Un’intervista rilasciata da Mychal Thompson, papà di Klay, a ESPN parla di un interessamento dei Warriors per firmare Kevin Durant nel 2016. Ed effettivamente le prerogative per creare un dream team ci sono.
I Thunder, infatti, hanno licenziato Scott Brooks e assunto Billy Donovan (ex coach dei Gators, ndr) come nuovo capo-allenatore. Se Donovan non riuscisse a instaurare una buona relazione con Durant o se comunque i Thunder continuassero a fare fatica durante la regular season, l’ala nativa di Washington potrebbe fare un serio pensierino a sondare la free agency del 2016, quando gli scadrà il contratto che lo porterà a guadagnare 21 milioni nella prossima (e ultima) stagione.

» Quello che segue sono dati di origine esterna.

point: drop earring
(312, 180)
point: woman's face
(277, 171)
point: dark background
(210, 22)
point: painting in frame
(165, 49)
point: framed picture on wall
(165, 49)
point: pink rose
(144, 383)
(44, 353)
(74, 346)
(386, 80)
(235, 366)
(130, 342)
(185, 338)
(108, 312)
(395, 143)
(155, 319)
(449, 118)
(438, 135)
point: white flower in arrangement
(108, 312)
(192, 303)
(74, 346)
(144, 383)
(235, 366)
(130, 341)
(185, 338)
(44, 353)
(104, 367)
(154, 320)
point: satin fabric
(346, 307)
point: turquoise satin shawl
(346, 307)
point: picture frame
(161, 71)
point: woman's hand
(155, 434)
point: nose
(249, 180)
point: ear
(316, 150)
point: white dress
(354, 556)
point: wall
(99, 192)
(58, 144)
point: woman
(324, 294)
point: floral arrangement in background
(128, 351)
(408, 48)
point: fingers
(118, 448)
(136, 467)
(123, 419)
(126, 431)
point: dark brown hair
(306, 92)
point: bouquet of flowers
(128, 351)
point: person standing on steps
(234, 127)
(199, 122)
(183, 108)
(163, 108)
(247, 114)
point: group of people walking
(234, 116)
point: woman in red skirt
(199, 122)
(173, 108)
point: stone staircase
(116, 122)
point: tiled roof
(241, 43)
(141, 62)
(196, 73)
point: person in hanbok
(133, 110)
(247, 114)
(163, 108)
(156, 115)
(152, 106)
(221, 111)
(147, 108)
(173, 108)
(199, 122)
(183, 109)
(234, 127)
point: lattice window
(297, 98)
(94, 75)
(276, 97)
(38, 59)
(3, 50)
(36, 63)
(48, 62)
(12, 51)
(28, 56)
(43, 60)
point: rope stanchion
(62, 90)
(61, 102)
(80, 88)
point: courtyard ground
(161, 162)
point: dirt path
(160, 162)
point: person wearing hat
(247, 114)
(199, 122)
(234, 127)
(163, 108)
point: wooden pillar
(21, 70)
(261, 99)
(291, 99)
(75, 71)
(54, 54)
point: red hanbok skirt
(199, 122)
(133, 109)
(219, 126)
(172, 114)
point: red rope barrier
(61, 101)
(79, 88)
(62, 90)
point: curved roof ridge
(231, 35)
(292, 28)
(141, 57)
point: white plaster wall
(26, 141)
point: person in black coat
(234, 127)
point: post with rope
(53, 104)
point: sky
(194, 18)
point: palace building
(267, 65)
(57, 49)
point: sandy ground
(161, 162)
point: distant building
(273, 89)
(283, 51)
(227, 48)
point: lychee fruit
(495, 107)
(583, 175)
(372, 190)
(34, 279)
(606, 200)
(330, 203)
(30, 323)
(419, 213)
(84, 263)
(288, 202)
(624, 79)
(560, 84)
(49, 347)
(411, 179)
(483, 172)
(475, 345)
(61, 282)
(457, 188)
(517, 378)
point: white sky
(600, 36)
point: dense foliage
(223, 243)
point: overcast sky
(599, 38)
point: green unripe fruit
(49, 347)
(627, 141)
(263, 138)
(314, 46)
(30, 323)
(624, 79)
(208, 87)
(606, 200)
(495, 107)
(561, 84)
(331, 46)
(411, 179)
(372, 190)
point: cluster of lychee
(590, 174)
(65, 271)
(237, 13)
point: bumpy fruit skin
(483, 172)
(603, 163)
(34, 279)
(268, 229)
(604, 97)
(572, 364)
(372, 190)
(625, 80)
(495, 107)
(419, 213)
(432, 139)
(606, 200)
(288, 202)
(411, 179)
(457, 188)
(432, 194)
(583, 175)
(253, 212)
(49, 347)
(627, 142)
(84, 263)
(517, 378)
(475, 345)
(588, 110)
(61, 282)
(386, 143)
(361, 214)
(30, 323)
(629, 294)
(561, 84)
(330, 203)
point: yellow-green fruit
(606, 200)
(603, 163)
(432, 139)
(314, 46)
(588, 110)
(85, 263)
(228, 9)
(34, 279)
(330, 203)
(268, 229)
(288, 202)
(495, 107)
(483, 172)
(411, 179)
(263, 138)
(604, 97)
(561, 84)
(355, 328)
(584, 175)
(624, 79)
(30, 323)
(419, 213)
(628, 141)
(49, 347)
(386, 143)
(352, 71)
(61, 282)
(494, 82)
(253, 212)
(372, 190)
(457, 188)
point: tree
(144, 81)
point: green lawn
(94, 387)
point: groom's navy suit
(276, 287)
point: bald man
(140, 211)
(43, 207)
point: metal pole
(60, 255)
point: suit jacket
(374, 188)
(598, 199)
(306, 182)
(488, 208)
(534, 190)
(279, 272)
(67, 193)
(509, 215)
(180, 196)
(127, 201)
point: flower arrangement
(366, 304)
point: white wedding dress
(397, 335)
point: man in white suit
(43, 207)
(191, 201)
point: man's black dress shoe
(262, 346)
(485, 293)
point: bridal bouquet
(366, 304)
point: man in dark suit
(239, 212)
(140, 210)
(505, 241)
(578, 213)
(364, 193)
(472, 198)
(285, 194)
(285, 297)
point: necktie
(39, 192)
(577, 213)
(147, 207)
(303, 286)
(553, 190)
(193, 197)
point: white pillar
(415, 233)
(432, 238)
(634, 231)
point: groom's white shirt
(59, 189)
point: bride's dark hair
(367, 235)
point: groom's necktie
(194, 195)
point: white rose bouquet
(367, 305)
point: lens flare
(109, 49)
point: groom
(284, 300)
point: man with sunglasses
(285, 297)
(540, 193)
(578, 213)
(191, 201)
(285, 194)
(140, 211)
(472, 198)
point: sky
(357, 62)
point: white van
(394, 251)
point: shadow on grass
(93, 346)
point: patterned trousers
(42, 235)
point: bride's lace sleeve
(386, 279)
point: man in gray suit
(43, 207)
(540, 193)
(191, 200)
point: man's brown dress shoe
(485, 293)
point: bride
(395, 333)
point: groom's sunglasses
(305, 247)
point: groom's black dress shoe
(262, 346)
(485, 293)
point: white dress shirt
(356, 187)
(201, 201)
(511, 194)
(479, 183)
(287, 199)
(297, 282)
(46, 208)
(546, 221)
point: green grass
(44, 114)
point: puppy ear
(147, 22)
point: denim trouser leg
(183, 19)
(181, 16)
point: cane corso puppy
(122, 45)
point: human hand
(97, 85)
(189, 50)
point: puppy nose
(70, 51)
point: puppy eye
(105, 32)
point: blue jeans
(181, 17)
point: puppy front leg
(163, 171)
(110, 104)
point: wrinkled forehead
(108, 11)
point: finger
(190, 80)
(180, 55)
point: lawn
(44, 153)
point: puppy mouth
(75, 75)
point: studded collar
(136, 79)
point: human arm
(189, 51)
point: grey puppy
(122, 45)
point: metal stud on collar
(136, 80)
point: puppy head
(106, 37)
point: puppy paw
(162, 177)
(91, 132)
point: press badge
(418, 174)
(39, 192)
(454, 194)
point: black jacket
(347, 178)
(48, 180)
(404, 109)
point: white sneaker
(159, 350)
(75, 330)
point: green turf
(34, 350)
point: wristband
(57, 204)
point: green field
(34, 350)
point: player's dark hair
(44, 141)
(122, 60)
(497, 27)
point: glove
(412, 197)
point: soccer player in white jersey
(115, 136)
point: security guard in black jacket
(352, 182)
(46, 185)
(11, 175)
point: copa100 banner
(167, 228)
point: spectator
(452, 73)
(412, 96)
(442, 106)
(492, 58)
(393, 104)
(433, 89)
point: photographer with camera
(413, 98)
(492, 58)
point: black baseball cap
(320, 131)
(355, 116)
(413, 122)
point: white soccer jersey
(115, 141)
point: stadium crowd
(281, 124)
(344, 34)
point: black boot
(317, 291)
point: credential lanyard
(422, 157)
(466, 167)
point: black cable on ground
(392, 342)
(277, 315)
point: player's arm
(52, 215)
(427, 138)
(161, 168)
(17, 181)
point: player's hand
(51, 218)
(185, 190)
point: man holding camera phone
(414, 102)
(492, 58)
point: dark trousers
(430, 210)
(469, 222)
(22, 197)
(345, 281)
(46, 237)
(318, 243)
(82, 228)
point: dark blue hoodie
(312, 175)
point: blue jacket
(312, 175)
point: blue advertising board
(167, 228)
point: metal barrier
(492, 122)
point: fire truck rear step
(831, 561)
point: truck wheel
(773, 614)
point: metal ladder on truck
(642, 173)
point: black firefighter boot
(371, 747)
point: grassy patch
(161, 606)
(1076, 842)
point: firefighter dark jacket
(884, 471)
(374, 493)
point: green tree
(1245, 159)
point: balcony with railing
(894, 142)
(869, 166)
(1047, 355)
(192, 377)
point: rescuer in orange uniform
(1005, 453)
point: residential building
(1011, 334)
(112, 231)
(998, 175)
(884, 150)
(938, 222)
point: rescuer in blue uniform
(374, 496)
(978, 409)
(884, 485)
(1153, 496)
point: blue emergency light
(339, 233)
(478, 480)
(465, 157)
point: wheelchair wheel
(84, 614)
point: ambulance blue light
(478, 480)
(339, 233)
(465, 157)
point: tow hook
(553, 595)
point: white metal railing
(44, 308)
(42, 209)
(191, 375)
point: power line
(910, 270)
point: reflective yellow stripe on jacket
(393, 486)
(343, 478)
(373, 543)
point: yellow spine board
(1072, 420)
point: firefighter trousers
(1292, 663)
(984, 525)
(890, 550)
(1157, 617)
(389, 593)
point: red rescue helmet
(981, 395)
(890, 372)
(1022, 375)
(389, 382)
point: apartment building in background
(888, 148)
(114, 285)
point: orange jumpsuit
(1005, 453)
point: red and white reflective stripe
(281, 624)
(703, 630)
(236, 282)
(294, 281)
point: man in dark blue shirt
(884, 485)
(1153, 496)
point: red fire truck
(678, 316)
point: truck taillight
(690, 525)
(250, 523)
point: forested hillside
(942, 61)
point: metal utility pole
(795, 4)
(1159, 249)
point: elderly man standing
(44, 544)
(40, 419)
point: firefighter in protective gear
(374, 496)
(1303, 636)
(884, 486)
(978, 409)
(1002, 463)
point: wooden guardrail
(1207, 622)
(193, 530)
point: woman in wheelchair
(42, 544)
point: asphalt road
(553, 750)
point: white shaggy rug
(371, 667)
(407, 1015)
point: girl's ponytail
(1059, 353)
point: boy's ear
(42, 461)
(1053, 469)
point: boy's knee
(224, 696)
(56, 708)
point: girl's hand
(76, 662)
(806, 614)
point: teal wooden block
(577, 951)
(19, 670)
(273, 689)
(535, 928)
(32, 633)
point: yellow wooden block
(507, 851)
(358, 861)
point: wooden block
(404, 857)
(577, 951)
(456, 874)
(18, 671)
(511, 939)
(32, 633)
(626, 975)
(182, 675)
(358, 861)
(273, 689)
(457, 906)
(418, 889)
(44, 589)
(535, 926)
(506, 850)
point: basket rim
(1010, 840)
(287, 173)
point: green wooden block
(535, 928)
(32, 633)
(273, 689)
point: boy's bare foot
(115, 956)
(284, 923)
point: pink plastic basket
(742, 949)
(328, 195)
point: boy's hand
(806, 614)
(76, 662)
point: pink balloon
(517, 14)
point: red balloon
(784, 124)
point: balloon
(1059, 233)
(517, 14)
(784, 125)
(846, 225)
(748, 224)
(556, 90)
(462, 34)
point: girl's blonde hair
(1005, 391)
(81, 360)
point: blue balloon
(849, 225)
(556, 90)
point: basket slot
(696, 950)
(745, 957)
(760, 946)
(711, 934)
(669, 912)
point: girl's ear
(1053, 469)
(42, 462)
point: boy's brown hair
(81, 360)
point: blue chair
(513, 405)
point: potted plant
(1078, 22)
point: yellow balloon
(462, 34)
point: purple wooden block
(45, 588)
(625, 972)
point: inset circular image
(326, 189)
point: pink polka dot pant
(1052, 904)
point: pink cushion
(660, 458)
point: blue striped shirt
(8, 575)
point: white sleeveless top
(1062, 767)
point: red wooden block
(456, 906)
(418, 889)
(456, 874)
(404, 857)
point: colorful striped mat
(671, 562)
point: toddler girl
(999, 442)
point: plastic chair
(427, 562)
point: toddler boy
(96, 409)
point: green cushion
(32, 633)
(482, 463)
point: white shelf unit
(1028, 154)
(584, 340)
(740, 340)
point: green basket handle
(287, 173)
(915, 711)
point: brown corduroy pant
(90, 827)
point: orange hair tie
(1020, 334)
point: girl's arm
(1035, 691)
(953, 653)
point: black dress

(La questione l’abbiamo approfondita qui: https://www.nba24.it/wordpress/2015/05/02/okc-thunder-donovan-per-spiccare-il-volo-ma-senza-durant-2/)
In cima alla lista delle pretendenti, ci sono i Wizards, che possono fare leva sul patriottismo mai nascosto di KD (anche perché questa è una cosa che ultimamente va di moda, vedere LBJ) e i Lakers, alla disperata ricerca di un nuovo volto da dipingere in gialloviola per provare a uscire da quel barile ormai sfondato, a furia di averne raschiato il fondo. E a questo punto, anche i Warriors. Dal punto di vista salariale, il tutto è possibile perché con ogni probabilità Golden State non rinnoverà David Lee, che nel 2016 vedrà scadere il suo contrattino da 15 milioni. Il vuoto lasciato dal lungo, oltre all’innalzamento del tetto stipendi, consentirebbe ai Warriors di avere lo spazio necessario per offrire un contratto degno di nota a KD, magari provando ad infilare Bogut in qualche trade per accontentare le pretese dell’MVP in carica.
Ovviamente, il rovescio della medaglia c’è, ed è significativo. Infatti, oltre a dover trovare un sostituto decente di Bogut, perché Ezeli tutto sommato è una buona riserva e nulla più, per il 2016 Golden State potrebbe perdere due tasselli fondamentali, la cui crescita è probabilmente il vero x-factor che li ha accompagnati per la stagione da 67 vittorie. Parliamo, ovviamente, di Draymond Green e Harrison Barnes. Un supporting cast migliore, per gli Splash Brothers, non poteva esserci. Ma che, con giusto motivo, vorranno vedere un ottimo assegno ogni fine mese, migliore sicuramente di quello attuale. Green guadagna meno di un milione all’anno e al termine di questa stagione sarà free agent; per Barnes (che prende poco più di 3 milioni), invece, Golden State dovrà pareggiare l’offerta più alta nel 2016. Tenerli vuol dire rinunciare al sogno di veder giocare insieme i due col rilascio di palla più bello del pianeta, ma probabilmente significherebbe anche mantenere vivo un assetto di squadra che, per un progetto a lungo termine, potrebbe essere la scelta migliore.
Dunque, la squadra o i fenomeni? Chi può dirlo. Di fatto, però, prendere Durant vuol dire smantellare tutto. Non prenderlo vuol dire provare a migliorare la solidissima e preesistente base, il cui fenomeno non accentra il gioco ma è l’ingranaggio più prezioso di questo. Ne dovranno tenere conto, Myers e Kerr. Infatti, dopo le dovute elucubrazioni, il quadro è chiaro: va trovato un contesto dove la squadra non viene stravolta, dove il prodotto attuale già funziona bene e che può assecondare le pretese economiche del giocatore. Per farla breve, nel 2016 sarebbe bene vedere KD a DC, in quella rara volta dove ambizioni, soldi e affetto coincidono.